JPMorgan will hire a team of retail bankers in Germany as it plans to expand its international consumer business and seek more stable revenue streams, Reuters wrote Monday (September 5).

The bank’s first foray outside the US was when it entered the UK market with a digital-only retail offering last year.

The leaders said they wanted to expand to other countries. JPMorgan is reviewing the success of the rollout before deciding where it will add more such activities.

In Germany, hires could be used in various places, according to unnamed sources. The bank posted a post for a “people project manager” in international consumer banking, which described a “start-up atmosphere”. The company is reportedly considering hiring a financial crime compliance officer “for international consumer expansion in Germany.”

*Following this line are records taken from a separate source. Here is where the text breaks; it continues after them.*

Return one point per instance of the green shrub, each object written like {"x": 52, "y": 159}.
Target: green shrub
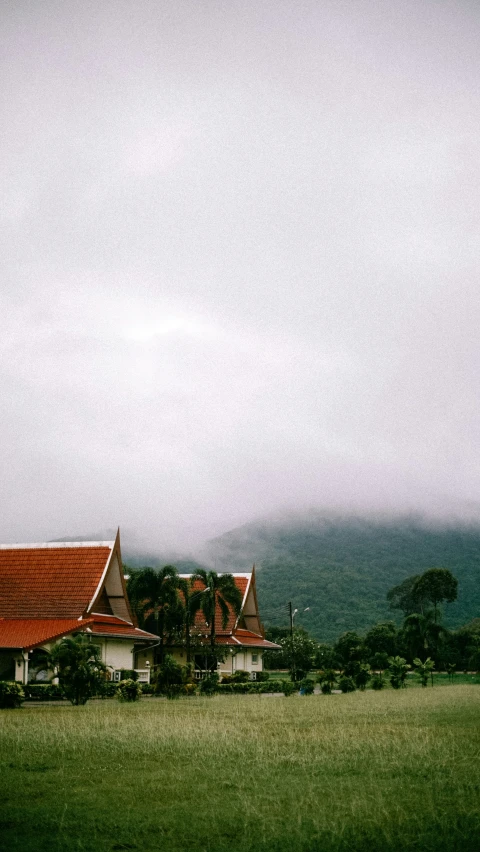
{"x": 363, "y": 676}
{"x": 424, "y": 670}
{"x": 397, "y": 670}
{"x": 240, "y": 676}
{"x": 108, "y": 689}
{"x": 128, "y": 674}
{"x": 43, "y": 692}
{"x": 129, "y": 690}
{"x": 11, "y": 695}
{"x": 261, "y": 677}
{"x": 346, "y": 684}
{"x": 378, "y": 681}
{"x": 327, "y": 680}
{"x": 253, "y": 688}
{"x": 209, "y": 684}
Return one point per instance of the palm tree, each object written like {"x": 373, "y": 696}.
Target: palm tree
{"x": 154, "y": 594}
{"x": 219, "y": 591}
{"x": 422, "y": 633}
{"x": 77, "y": 663}
{"x": 190, "y": 605}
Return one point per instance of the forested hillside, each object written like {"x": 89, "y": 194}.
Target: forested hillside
{"x": 342, "y": 568}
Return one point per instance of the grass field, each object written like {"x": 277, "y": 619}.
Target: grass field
{"x": 364, "y": 771}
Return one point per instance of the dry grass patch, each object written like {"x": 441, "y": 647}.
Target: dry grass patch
{"x": 365, "y": 771}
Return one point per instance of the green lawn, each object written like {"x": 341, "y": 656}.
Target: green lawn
{"x": 364, "y": 771}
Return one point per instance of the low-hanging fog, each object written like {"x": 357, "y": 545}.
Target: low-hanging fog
{"x": 239, "y": 263}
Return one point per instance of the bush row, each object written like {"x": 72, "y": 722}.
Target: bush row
{"x": 258, "y": 688}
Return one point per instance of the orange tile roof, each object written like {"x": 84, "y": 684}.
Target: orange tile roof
{"x": 26, "y": 633}
{"x": 241, "y": 582}
{"x": 50, "y": 581}
{"x": 106, "y": 626}
{"x": 248, "y": 639}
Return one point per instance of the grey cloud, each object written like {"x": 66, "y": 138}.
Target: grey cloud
{"x": 239, "y": 264}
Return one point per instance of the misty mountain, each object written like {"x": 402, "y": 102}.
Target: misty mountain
{"x": 342, "y": 567}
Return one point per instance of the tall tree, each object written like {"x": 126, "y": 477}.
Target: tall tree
{"x": 437, "y": 585}
{"x": 154, "y": 593}
{"x": 219, "y": 591}
{"x": 78, "y": 665}
{"x": 191, "y": 602}
{"x": 422, "y": 634}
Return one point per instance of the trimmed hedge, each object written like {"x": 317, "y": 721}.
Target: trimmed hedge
{"x": 43, "y": 692}
{"x": 254, "y": 688}
{"x": 11, "y": 695}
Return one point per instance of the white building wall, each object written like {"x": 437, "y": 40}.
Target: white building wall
{"x": 117, "y": 653}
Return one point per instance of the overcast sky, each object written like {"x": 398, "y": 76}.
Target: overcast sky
{"x": 239, "y": 264}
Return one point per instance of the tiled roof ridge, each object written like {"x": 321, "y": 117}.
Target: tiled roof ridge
{"x": 245, "y": 574}
{"x": 43, "y": 545}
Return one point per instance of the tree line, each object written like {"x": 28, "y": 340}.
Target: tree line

It comes as U.S. banks seek to offset lucrative but volatile returns in investment banking with more stable earnings, thanks to expanded operations. Banks have seen a slowdown in transactions with businesses. Now they may also see their retail businesses struggling.

The digital age has changed things for big banks like JPMorgan, where CEO Jamie Dimon said in May it would be a “battle” to succeed outside of the domestic market.

The bank, like many others, has also wrestled with questions about how to manage digital assets.

Umar Farooq, CEO of Onyx by JPMorgan, said crypto has “a long way to go” as a competitor to traditional finance, but is also too disruptive to ignore, PYMNTS wrote.

Read more: JPMorgan’s Farooq: Banks will win next round of crypto assets

The regulatory infrastructure is not yet in place, which slows down the financial sector.

“If you think about repositories, token repositories don’t exist in the world right now,” Farooq said.

But he said there aren’t many use cases yet.

“Most crypto is still junk, actually… except for, I would say, a few dozen tokens,” he said.

New PYMNTS Study: How Consumers Use Digital Banks

A PYMNTS survey of 2,124 US consumers shows that while two-thirds of consumers have used FinTechs for some aspect of banking, only 9.3% call them their primary bank.